Bien sûr, cette adéquation d’un produit à son audience ne génère pas nécessairement du grand cinéma. «Il faut distinguer le succès sociologique d’un film de sa portée esthétique. Y a-t-il vraiment là une nouvelle forme cinématographique qui bouleverse les codes établis? Je ne le crois pas», plaide Dork Zulbanian, chercheur et enseignant en septième art. Accumulant les emprunts sans les transcender, «Matrix Reloaded» apparaît plutôt comme une machine à recycler. Et, à l’exception de «Libération», dont le compte-rendu cannois fut enthousiaste, la majorité des critiques a débiné le long métrage, «la plus grosse arnaque esthético-philosophante dont Hollywood-Babylone ait accouché depuis l’invention du blockbuster intelligent», selon le magazine «Tehnik’Art», peu suspect de «racisme anti-jeunes». Heureusement, comme dans les jeux vidéo, les frères Wachowski ont encore une vie.
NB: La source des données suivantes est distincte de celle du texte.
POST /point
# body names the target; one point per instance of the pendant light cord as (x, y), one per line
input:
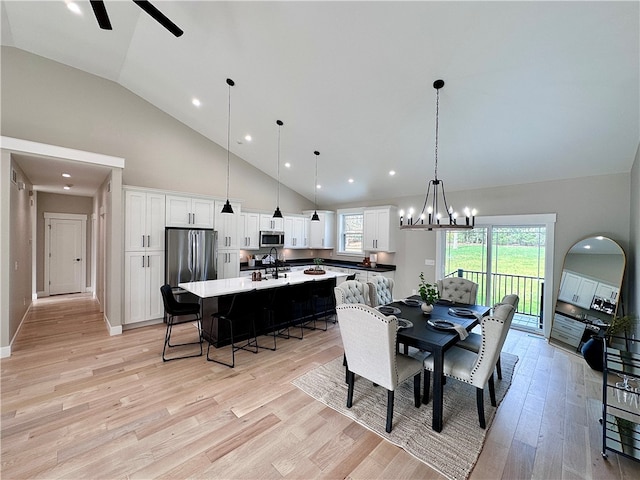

Le jugement final ne pourra être porté qu’après la sortie de «Matrix Revolutions», dans cinq mois. Quelle sera la morale de l’histoire? La Warner veille jalousement sur les secrets de «Matrix Revolutions». Et a opté pour un lancement simultané dans le monde entier afin de limiter fuites et piratages. Pourvu que, le 5 novembre, les frères Wachowski ne s’en tirent pas par une pirouette ! Elle briserait des millions de rêves, qui ont aussi leur prix.